Janet Yellen: Women should be paid more or U.S. economy will slow

Janet Yellen traced the progress of women in the American economy.
Gender at Work

Women are key to saving the U.S. economy, says Federal Reserve leader

To celebrate the 125th anniversary of women being admitted to Brown University, Janet Yellen, the first-ever woman to chair the Federal Reserve, spoke about gender as her main emphasis for the first time, sharing her views about progress for women at work and how that affects the American economy. Yellen is one of Brown’s most famous alumni.

In her Friday remarks, Yellen said women are still too underrepresented in the labor force, and when they are in the workforce, they still face “significant” earning gaps with men and prohibitive work-life balances that hold them back from career advancement.
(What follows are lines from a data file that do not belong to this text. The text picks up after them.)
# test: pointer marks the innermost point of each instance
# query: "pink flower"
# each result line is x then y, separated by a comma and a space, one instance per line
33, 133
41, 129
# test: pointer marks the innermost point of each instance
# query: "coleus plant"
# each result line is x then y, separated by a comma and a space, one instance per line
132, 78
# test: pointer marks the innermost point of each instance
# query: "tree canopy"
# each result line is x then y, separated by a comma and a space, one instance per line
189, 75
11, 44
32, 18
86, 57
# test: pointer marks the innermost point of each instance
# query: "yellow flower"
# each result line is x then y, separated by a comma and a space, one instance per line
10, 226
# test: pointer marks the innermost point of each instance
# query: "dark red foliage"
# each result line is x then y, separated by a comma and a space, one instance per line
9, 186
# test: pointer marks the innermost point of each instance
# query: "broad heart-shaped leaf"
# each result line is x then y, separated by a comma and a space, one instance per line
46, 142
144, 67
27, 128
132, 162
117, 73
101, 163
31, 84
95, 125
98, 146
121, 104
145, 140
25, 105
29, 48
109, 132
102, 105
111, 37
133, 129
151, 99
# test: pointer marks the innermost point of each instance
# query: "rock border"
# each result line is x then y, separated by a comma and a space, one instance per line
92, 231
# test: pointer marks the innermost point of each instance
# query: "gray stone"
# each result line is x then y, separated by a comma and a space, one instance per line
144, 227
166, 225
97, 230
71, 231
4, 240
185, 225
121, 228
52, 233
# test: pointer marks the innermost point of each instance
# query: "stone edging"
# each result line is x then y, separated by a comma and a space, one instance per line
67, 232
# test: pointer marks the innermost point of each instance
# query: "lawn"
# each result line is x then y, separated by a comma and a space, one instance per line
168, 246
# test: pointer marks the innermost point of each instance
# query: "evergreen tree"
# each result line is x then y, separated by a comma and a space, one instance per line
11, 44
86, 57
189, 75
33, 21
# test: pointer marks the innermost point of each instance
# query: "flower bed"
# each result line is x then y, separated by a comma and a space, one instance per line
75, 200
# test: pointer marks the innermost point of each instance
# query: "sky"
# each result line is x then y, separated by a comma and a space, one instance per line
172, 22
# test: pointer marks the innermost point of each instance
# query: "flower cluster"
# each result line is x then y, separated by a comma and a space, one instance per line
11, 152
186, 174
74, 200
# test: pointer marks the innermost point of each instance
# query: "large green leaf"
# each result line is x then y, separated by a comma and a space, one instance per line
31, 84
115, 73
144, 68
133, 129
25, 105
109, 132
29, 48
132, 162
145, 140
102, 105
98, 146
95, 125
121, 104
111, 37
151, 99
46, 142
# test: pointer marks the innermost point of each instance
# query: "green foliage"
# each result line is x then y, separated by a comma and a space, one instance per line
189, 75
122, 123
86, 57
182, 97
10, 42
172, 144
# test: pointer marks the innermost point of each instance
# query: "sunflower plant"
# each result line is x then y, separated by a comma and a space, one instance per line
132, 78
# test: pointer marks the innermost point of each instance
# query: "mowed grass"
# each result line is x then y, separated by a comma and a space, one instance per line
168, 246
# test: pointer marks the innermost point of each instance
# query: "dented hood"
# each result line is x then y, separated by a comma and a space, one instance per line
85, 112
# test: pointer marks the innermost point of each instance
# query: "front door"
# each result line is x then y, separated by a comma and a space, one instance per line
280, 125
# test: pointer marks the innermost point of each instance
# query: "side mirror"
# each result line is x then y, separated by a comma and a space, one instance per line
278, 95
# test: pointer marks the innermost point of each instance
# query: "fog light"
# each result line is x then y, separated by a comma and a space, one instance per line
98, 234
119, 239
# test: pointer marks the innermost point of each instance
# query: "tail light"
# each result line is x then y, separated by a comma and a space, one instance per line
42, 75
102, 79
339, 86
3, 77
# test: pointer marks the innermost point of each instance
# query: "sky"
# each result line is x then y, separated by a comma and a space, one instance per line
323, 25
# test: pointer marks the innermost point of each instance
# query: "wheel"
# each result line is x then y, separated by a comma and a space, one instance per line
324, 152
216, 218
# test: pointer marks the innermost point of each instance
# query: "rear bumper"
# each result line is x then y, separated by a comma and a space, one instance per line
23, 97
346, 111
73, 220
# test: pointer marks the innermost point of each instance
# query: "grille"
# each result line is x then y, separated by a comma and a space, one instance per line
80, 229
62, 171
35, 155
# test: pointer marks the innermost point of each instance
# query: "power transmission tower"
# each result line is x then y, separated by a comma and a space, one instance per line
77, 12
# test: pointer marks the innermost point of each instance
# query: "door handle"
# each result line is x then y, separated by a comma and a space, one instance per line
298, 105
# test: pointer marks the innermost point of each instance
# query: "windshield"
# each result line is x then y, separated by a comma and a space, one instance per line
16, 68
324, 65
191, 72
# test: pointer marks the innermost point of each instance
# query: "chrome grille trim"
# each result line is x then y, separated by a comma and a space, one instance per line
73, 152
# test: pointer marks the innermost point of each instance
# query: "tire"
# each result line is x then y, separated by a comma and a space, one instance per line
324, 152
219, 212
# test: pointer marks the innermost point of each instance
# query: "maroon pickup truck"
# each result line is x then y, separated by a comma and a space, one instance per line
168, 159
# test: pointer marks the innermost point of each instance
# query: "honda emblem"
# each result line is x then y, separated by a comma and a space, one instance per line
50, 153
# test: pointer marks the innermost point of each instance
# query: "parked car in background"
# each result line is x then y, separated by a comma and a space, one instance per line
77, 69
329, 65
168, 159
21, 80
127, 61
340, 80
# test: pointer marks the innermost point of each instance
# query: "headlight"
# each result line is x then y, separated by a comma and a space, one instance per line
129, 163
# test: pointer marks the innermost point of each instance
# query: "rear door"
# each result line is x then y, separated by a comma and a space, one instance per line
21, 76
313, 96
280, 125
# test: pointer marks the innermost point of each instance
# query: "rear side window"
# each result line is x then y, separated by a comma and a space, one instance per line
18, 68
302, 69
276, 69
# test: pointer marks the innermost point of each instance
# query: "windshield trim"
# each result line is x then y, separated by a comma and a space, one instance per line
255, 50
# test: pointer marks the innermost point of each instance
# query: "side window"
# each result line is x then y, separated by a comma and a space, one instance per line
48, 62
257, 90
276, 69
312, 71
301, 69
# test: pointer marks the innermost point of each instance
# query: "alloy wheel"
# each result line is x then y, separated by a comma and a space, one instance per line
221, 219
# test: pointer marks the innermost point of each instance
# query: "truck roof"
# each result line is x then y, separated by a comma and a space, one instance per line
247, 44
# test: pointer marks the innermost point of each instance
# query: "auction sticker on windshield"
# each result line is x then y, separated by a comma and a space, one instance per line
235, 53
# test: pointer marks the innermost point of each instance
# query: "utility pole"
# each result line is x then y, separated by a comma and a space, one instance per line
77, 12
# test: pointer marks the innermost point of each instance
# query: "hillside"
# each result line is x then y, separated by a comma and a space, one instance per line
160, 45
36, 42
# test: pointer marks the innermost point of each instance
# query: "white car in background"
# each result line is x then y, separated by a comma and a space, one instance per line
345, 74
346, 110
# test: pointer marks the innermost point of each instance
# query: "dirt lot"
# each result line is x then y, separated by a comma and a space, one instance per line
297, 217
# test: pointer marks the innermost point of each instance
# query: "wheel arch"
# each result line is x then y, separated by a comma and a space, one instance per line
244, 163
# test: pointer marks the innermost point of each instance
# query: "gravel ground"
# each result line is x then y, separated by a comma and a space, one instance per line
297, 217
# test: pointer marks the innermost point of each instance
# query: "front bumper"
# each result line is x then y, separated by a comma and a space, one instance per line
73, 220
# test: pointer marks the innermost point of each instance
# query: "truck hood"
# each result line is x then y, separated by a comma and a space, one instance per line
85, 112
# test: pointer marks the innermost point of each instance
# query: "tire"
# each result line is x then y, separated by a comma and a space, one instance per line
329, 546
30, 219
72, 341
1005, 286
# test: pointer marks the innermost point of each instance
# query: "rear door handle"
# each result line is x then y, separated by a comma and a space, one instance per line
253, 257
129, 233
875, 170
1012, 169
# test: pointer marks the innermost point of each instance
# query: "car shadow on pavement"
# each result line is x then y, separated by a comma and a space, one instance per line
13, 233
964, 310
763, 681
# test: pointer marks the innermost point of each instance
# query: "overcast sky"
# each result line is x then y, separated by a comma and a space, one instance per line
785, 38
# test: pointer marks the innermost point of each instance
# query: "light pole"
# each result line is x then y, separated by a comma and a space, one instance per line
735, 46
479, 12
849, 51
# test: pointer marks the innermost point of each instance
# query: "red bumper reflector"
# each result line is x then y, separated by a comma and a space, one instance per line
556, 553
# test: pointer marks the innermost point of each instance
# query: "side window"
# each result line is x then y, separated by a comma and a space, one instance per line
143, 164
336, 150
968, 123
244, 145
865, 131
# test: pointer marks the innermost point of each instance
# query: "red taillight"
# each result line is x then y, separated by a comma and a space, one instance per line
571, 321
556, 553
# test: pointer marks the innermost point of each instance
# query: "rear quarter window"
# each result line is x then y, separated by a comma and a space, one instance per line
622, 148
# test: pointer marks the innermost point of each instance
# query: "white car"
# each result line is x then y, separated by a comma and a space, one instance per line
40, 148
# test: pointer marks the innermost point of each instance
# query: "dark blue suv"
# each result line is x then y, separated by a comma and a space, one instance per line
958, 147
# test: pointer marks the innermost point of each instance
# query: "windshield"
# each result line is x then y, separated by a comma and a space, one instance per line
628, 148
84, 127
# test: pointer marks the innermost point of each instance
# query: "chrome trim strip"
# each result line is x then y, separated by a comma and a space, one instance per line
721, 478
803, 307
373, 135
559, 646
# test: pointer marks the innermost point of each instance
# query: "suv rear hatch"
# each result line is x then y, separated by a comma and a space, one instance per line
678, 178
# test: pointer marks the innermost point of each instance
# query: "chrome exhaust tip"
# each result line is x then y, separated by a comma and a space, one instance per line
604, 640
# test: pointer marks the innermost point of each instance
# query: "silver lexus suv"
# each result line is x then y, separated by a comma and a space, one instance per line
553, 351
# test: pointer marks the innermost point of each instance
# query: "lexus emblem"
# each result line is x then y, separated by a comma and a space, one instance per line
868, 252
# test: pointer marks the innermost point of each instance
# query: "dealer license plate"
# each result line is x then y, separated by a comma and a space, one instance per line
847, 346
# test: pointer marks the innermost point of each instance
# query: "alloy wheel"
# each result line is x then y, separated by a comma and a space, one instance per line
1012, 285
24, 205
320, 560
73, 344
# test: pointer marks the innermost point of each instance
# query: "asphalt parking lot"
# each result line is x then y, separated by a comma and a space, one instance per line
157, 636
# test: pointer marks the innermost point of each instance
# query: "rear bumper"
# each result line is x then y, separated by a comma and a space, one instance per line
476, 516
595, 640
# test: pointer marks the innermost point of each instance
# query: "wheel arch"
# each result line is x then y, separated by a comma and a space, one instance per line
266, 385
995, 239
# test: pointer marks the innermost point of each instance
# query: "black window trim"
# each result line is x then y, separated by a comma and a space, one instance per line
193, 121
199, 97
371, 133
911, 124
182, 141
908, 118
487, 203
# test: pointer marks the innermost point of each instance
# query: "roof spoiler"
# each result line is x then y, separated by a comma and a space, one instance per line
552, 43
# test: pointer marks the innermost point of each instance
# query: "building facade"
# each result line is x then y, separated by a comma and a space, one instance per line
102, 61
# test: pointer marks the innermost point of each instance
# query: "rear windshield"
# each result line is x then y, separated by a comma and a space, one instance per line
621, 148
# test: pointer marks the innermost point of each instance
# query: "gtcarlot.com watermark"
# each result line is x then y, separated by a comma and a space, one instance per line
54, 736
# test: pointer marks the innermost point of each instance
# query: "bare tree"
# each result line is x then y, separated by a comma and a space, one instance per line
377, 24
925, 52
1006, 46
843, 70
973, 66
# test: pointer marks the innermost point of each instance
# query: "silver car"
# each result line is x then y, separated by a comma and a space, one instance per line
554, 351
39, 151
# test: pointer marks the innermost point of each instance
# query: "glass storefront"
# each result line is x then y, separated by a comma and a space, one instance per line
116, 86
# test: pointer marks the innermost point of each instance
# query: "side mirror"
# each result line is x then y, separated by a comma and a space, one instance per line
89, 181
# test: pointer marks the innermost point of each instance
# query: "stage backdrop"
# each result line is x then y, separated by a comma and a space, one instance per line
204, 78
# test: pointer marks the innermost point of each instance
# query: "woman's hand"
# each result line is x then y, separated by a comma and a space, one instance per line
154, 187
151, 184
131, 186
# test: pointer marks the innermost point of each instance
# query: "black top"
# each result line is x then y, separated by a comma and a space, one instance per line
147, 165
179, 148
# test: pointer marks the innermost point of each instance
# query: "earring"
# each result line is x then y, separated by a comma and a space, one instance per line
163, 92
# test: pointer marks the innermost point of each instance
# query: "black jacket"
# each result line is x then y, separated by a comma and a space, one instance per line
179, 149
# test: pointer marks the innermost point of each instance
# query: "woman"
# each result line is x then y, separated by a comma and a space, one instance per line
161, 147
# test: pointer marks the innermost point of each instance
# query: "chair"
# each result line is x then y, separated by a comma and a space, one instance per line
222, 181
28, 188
Yellen warned that “if these obstacles persist, we will squander the potential of many of our citizens and incur a substantial loss to the productive capacity of our economy at a time when the aging of the population and weak productivity growth are already weighing on economic growth.”

‘The only real choices’ for early working women

For the early class of 1919, Brown women had limited opportunities, as Yellen pointed out: “Teaching. You could teach. You could be a lab technician. Or you could go into office work and be a secretary. Those were the only real choices,” as one 1919 female graduate noted.

Men were hostile to women taking jobs in the 19th and 20th centuries as women’s participation in the U.S. workforce increased.

Yellen showed that hostility in action with the story of Brown alumnae Margery Leonard who was told to drop out of law school by her professor. When she refused, he forced her “to recite the details of rape and seduction cases before her jeering, stomping classmates” in class.

After World War II, women were pushed out of jobs for returning soldiers. Yellen’s own family was affected by this; Yellen believed her husband’s aunt, mathematician Betty Stafford Hirschfelder, “was denied opportunities and greater success simply because she was a woman.”

Against that backdrop, Yellen, 70, said she matriculated at Brown when women were more welcomed: “I enrolled at Brown fully planning to attend graduate school and have a career, as did many of my classmates in the Class of 1967.”

Yellen slowly saw women gain rights. In 1974, women no longer had to apply for credit with a male co-signer; under the Equal Credit Opportunity Act, they gained the independence to apply under their own name.

Childcare policies need to improve

The number of women participating in the U.S. workforce has stalled. Yellen noted that the U.S. fell to 17th place out of 22 “advanced economies” in female labor participation numbers in 2010. Additionally, women are earning 17% less than men on average.

Yellen highlighted that what would fix this gender gap is more flexible work policies: “Top jobs in fields such as law and business require longer workweeks and penalize taking time off.”

The inability to take leave “disproportionately” hurts women who “bear the lion’s share of domestic and child-rearing responsibilities,” she said.